40 years of food for Meals on Wheels
What started as a community project for the women's group at Second Presbyterian Church four decades ago has blossomed into an incorporated — and self-supported — enterprise that keeps as many as 200 Lexington shut-ins fed each week.
Marking the 40th anniversary of Meals on Wheels of Lexington, more than 100 volunteers gathered Sunday at Second Presbyterian, where it all began.
"Here we are 40 years later, and I think it's only a miracle," said Barbara Rahenkamp, who was among the founding group and served as a volunteer coordinator through 1974. "As anyone who has worked (in the program) knows, the people are so grateful that you feel like they gave you the privilege."
In fact, several of the original volunteer drivers still are delivering meals today, including Mary Preston and Trudy Patch.
Patch, a retired piano teacher, takes turns driving with a partner every fourth Thursday to deliver a day's worth of food to as many as 14 clients. "It's been a great thing, something I can do to help other people," said Patch, 81, in a telephone interview. She couldn't attend Sunday's event.
Nancy Ehmann, Meals on Wheels of Lexington's president and CEO for the last 27 years, told the volunteers Sunday how privileged she was to be part of such "a special team."
Ehmann, 77, said as hard as it might be, she likely will be stepping down "shortly." That only underscores the need to refresh the ranks of volunteers to help coordinate routes, pack meals and deliver them Monday through Friday. The service, which receives no government or United Way funding, relies on volunteers, many of whom are retired.
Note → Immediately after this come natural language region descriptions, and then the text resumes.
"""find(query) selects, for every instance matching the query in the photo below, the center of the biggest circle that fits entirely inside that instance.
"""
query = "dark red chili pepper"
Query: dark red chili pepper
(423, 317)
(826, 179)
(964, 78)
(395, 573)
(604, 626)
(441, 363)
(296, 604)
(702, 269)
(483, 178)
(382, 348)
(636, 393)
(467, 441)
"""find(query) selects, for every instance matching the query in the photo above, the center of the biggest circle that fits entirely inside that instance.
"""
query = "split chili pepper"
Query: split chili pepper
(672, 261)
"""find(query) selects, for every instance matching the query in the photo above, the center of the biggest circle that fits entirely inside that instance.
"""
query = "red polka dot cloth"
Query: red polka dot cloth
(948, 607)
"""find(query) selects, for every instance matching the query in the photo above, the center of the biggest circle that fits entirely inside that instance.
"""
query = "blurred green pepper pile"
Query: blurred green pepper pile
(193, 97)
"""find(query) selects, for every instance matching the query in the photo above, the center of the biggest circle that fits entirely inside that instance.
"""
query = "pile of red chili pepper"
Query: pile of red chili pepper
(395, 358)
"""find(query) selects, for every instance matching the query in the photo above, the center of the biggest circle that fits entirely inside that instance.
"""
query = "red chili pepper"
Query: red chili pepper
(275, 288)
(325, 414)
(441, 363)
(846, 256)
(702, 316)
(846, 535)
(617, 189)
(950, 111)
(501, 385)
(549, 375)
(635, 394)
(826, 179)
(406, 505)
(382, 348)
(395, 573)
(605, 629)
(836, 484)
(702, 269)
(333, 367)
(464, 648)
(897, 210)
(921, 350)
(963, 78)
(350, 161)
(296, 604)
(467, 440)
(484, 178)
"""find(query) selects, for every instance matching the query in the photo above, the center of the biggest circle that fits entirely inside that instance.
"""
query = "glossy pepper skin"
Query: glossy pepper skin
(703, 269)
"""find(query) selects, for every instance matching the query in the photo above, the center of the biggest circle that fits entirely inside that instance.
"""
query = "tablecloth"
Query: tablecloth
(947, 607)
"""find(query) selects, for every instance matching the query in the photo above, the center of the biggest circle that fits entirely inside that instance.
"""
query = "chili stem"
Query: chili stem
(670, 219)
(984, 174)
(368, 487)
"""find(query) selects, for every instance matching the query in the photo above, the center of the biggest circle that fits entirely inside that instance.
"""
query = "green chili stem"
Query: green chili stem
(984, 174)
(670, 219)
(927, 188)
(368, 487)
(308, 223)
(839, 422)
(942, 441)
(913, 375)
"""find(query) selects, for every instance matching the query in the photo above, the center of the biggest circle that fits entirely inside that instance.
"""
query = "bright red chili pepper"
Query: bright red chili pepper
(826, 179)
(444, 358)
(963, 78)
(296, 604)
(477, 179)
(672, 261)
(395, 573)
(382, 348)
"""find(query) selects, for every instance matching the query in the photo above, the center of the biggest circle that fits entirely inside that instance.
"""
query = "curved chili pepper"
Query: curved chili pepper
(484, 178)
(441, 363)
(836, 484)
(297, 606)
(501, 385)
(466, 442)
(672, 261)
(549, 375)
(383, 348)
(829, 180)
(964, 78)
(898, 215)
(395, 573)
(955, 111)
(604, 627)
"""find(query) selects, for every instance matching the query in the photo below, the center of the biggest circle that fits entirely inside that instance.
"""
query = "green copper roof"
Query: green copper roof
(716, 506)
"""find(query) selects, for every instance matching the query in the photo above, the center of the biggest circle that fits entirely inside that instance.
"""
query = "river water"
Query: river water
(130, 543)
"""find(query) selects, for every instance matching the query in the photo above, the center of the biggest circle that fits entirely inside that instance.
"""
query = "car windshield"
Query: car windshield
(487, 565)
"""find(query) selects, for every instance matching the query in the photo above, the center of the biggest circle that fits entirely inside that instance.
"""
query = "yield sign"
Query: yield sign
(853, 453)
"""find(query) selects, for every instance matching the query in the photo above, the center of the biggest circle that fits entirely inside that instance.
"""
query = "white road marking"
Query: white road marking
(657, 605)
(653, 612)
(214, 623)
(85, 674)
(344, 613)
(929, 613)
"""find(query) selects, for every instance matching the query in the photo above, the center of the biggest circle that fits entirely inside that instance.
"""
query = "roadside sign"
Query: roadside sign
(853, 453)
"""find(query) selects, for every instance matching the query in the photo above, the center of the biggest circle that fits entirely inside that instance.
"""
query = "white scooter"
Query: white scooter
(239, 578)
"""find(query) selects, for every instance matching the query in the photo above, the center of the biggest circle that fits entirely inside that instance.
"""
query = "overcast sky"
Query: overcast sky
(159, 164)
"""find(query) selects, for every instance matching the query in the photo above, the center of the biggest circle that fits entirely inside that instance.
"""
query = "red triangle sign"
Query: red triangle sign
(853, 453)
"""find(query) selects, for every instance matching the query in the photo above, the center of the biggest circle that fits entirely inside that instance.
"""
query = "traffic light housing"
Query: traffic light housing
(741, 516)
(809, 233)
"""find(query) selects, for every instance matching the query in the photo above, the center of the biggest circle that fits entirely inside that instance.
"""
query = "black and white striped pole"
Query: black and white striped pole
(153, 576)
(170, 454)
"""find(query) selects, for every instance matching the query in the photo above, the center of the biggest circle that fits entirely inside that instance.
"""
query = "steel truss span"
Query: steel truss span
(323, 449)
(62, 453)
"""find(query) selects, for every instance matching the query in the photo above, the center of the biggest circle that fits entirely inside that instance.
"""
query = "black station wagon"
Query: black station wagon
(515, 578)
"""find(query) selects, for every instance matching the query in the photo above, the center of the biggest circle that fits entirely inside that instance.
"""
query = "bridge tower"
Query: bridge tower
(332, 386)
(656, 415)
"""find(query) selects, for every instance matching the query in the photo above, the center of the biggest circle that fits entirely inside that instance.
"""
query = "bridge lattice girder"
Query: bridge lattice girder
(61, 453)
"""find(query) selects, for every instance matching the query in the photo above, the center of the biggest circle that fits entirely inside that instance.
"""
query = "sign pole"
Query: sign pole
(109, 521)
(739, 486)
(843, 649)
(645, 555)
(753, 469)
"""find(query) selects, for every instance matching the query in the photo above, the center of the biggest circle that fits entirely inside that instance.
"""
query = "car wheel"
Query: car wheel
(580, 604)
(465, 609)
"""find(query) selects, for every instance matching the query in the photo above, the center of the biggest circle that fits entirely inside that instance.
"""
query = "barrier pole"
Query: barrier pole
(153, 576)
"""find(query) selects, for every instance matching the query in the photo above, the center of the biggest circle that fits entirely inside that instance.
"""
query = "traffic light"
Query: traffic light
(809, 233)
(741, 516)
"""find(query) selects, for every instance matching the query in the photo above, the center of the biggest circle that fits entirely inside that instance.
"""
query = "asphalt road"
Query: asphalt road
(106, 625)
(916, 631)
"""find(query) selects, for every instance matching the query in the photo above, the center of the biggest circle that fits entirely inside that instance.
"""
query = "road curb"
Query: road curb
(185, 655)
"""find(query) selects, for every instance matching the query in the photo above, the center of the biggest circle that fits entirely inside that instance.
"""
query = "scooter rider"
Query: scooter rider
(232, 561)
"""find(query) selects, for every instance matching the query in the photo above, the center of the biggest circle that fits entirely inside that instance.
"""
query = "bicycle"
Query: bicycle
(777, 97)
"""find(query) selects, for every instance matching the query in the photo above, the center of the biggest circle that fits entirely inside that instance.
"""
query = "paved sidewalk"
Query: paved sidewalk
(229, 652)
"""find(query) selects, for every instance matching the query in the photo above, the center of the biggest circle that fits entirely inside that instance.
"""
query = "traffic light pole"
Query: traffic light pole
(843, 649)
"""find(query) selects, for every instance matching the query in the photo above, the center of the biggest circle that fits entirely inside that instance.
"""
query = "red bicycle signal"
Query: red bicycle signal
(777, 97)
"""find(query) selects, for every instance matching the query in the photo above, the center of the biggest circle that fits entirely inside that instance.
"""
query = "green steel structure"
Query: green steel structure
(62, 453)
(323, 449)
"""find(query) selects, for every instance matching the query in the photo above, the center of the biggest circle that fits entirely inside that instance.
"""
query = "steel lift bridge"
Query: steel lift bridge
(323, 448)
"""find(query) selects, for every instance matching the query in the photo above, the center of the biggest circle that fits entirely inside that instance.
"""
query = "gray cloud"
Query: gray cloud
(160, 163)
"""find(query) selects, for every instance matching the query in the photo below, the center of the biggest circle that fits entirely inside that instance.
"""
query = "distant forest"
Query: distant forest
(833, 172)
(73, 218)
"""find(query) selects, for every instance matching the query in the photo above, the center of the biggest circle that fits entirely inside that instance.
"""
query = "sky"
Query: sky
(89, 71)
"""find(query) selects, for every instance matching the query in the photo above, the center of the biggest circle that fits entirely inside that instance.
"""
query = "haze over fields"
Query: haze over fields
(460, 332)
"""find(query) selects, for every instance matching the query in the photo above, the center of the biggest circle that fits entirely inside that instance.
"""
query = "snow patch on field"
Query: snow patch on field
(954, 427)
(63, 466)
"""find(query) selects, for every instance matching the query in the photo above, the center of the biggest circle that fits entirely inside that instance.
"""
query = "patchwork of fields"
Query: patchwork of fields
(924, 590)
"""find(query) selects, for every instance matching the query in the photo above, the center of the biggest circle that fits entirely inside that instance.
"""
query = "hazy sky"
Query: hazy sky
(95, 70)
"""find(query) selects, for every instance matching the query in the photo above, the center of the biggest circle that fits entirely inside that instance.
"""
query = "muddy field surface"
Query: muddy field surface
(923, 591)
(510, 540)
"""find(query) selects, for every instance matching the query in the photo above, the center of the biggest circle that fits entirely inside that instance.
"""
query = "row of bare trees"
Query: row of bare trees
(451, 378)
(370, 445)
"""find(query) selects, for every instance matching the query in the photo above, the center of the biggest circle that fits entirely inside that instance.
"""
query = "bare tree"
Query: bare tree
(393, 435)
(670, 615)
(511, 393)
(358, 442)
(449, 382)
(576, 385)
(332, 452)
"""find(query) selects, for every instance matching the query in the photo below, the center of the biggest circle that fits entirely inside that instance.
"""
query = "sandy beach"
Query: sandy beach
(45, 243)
"Our current crop of volunteers are older," Ehmann said in an interview. "They're becoming tomorrow's clients. And we're not getting as much help from that next generation."
It all started with a service project idea first pitched to the women's group at Second Presbyterian in 1968 by Barbara Robertson, the wife of the church's pastor.
The women officially launched the program Oct. 27, 1969, with five customers. They cooked that first week in Robertson's home while the church kitchen was being painted, Rahenkamp said.
Rahenkamp said she had no idea that the project would take off like it did.
"I have since told someone I had a guilty conscience that we had presented the church with this burden to be carried," she said. "It's like running a small business."
It officially has been one since being incorporated as a non-profit on Feb. 10, 1992.
Clients pay $5 a day, which covers the cost of groceries. That includes enough for three meals: a hot lunch of meat and vegetables; a sack dinner of a sandwich, juice and either a cookie or pudding; and the next morning's breakfast of cereal, milk and a slice of bread
Volunteers are coordinated through five churches who now serve about 200 clients. Only the church cooks and a part-time assistant at the program's headquarters at the Lexington Senior Citizens Center are paid. The program has received funding for the last 16 years from the foundation set up by the late Lillian Edwards, a former Meals on Wheels client.
The longevity, self-sufficiency and goals of the program are points of pride for volunteers past and present.
Margaret Bourne drove routes for two of the churches between 1979 and 1999 after she retired from General Telephone Co.
Bourne, 92, said she would have liked to have continued volunteering for such a "worthwhile cause" but eye problems — and her doctor — took away her wheels a decade ago. She and one of the volunteers she paired up with even had a motto: "We'd laugh and say, 'Well, we solved the world's problems,' " Bourne said with a grin.